In that answer we find that if the $1$ at the top of the triangle of numbers is considered entry number $1$ (counting from the left) in row number $1$ (counting from the top), then entry number $k$ in row $n$ is $n^2−n+2k−1$, and $A$ is entry $k$ in row $n$ where $n,k$ are a solution to
$$3n^2 + n + 6k = 2150.$$
We have $1 \leq k \leq n$ by the way the entries in a row are counted, so for all $n > 0$ we have $$3n^2 + n = 2144 \leq 3n^2 + n + 6k = 2150 \leq 3n^2 + 7n = 2150. \tag 1$$
Solving the two equations
$$3n^2 + n = 2144, \tag 2$$ $$3n^2 + 7n = 2150, \tag 3$$
we see that they each have one positive root. The positive root of Equation $(2)$ is $r_1 \approx 26.642$ and the positive root of Equation $(3)$ is $r_2 \approx 25.629$.

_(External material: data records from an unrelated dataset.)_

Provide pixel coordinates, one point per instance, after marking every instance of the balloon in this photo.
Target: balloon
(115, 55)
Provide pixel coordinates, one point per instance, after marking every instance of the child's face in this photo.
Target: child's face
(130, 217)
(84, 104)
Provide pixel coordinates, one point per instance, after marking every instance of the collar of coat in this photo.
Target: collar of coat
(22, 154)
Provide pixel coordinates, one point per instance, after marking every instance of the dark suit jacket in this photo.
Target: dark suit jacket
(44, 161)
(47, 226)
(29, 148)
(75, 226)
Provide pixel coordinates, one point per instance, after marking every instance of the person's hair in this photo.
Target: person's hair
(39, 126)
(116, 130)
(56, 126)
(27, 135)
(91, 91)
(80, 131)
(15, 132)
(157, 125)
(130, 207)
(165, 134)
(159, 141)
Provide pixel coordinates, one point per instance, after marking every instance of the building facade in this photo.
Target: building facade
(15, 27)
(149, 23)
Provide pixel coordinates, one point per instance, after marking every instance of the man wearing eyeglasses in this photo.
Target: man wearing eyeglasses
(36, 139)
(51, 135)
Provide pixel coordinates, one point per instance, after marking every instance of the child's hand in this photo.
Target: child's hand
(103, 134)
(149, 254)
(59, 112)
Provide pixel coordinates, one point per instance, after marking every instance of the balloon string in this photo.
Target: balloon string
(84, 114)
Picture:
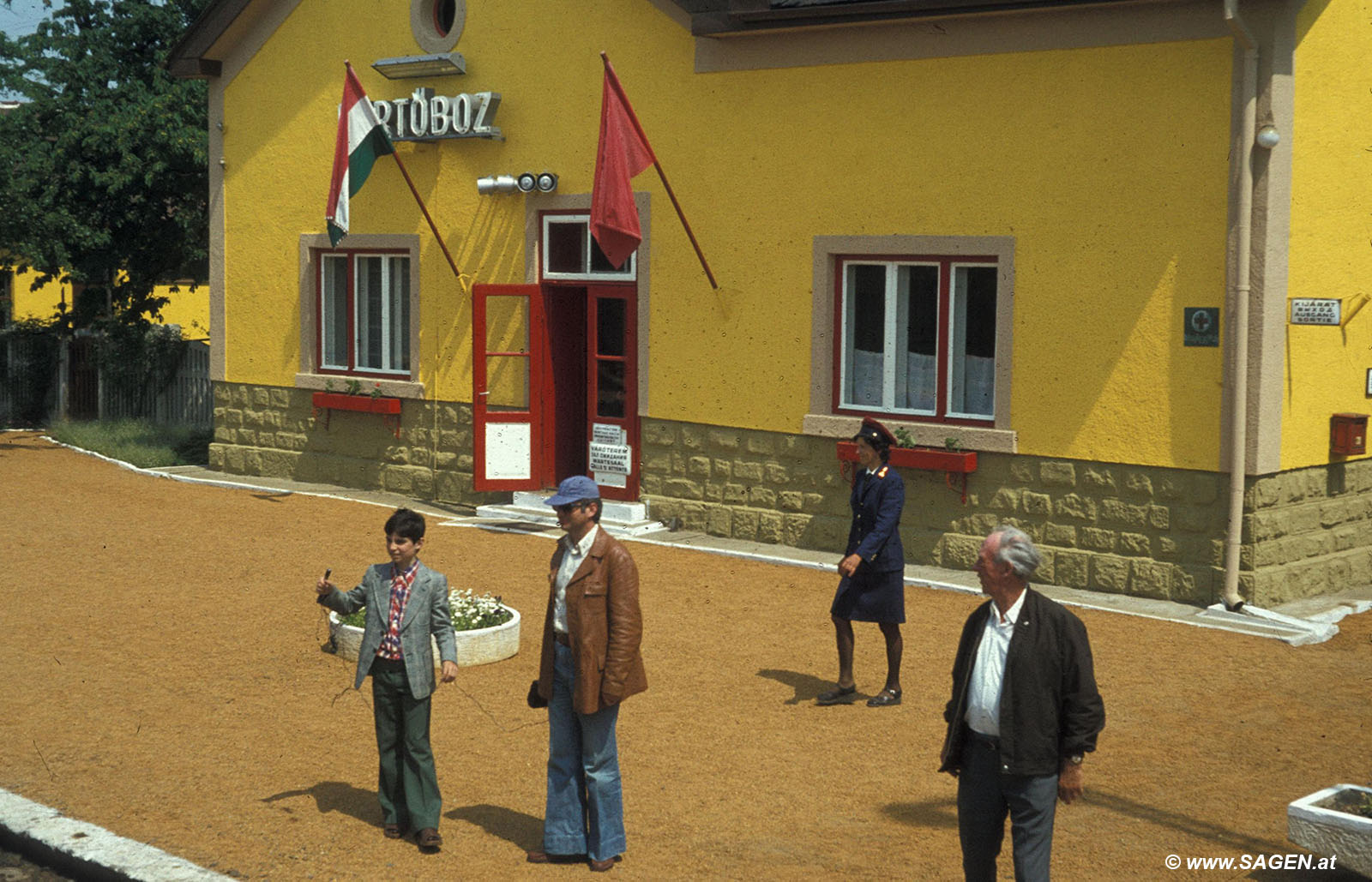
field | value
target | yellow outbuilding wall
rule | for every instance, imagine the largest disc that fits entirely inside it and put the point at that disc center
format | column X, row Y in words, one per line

But because of Inequality $(1)$, whatever the value of $k$ is (provided that $1 \leq k \leq n$) there is a positive root of $3n^2 + n + 6k = 2150$ that is not less than $r_2$ and not greater than $r_1$ (draw a graph if you have trouble seeing this). The only integer that satisfies both conditions is $26$, so if $3n^2 + n + 6k = 2150$ has a solution for integer $n$ then the only possibility is $n = 26$.
Setting $n = 26$, we have $3(26^2) + 26 + 6k = 2150$, which is a simple linear equation in $k$ with the solution $k = 16$. We then plug $n$ and $k$ into the formula for $A$ to get the answer.